A conflict of interest can be defined as a person or entity having interests or concerns that are irreconcilable with one another. It can also mean that a person will personally benefit from a decision they are making at the expense of another person or entity.
As an example, if a doctor were to be compensated by a pharmaceutical company every time they prescribe one of the company’s drugs to a patient, there is inherent potential for conflicts of interest. The doctor is supposed to be exclusively looking out for the interests of their patients, but instead may be motivated by personal interest. It should, however, be noted that even when there is the potential for a conflict of interest, it does not always mean that there is an actual conflict that obligates the fiduciary to refrain from acting.
What Are Some Examples of a Conflict of Interest Between a Beneficiary and Trustee?
If a person has been appointed as the successor trustee of a trust, they are supposed to administer the trust for the benefit of the trust beneficiaries. The trustee may hold title to assets held by the trust, but this is only temporary, as eventually they will have to transfer the assets to the beneficiaries who are designated to receive the assets in question. Basically, a trustee’s job is to marshal the assets held by the trust and keep them productive until the assets are eventually distributed.
Anytime a trustee beneficiary’s personal interests coincide with those of the other beneficiaries, there is potential for a trustee and beneficiary conflict of interest — and by extension, for the beneficiaries to hold the trustee personally liable for any trust-related decisions that constituted a breach of duty.
Here are some examples of a conflict of interest between a trustee and beneficiary:
- The trustee investing trust funds in a personal business endeavor
- The trustee using trust funds to pay off personal debt
- The trustee selling trust property to themselves
- The trustee providing themselves with loans from the trust
- The trustee selling trust property to another trust that they manage for below market value
- The trustee defending a trust contest that is valid because the current trust provides them with a larger inheritance
It may seem simple enough for trustees to not place their personal interests above those of the other beneficiaries, but it can be harder than it seems. They may falsely believe that they can use trust funds for personal reasons and return the funds without anyone noticing, but they are required to provide detailed accountings to beneficiaries that contain information about all the assets that entered and left the trust. Beneficiaries should be aware of the trustee’s status as a trustee and beneficiary and be on the lookout for misconduct and/or breaches of trust.

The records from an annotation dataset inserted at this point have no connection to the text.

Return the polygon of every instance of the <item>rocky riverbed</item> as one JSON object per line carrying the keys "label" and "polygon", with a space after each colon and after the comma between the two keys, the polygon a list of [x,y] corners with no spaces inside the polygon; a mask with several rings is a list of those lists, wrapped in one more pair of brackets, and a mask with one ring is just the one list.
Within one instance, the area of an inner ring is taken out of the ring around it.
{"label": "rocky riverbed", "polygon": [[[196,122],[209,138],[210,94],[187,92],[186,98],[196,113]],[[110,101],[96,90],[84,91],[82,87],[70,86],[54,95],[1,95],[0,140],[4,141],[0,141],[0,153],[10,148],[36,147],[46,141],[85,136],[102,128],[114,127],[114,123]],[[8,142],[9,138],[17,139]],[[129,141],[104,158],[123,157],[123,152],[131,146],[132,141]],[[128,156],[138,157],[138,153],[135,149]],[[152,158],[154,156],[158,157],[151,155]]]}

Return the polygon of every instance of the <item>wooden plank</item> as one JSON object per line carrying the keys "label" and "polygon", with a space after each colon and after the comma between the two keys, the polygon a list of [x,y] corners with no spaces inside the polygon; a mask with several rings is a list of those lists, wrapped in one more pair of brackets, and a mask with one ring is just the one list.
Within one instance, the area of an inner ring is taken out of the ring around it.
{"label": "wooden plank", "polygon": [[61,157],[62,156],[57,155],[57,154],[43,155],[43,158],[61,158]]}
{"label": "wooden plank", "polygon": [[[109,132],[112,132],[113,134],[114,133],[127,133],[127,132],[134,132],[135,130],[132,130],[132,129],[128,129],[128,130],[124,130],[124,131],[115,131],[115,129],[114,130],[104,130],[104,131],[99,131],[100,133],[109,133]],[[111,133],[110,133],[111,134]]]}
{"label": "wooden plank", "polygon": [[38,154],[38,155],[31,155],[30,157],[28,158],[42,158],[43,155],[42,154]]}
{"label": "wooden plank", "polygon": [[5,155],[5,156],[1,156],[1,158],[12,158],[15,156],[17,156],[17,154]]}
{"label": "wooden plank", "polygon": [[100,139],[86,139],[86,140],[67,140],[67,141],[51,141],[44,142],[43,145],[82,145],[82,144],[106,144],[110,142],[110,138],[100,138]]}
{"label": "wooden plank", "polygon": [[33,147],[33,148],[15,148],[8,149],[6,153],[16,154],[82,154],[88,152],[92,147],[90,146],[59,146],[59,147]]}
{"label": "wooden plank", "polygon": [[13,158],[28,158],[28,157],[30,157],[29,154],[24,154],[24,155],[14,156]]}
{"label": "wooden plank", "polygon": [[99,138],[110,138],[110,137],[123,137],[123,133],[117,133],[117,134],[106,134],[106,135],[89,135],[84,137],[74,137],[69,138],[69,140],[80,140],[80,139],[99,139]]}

Sometimes, there may be a conflict of interest that the trustee is not even aware of, which is why it is important for both the trustee beneficiary and beneficiaries of the trust to routinely consult with an experienced trust attorney during the trust administration process.
Is Naming a Lawyer as Trustee a Conflict of Interest?
Many settlors wish to name their lawyer as the trustee of their trust. After all, their lawyer likely has knowledge of their assets, knowledge about how to administer a trust and more. Naming a lawyer as trustee, however, can present a conflict of interest.
For example, if the settlor names their estate planner as the successor trustee of their trust, the conflict of interest stems from the fact that the estate planner likely drafted their trust. They could have drafted it in such a way as to provide themselves with more compensation as the trustee than what is standard. Another example of a potential conflict of interest arising from naming a lawyer as the trustee is if the lawyer has to litigate claims on behalf of the trust, which could lead to substantial compensation for the lawyer in question. The lawyer could be motivated to pursue claims, even if they are unfounded.
If a lawyer is named as the trustee of a trust, it may be in their best interest to hire a third-party attorney to help them in their capacity as trustee and protect them against personal liability.
Likewise, beneficiaries should retain a lawyer to oversee administration and ensure that the lawyer trustee is not breaching their fiduciary duties.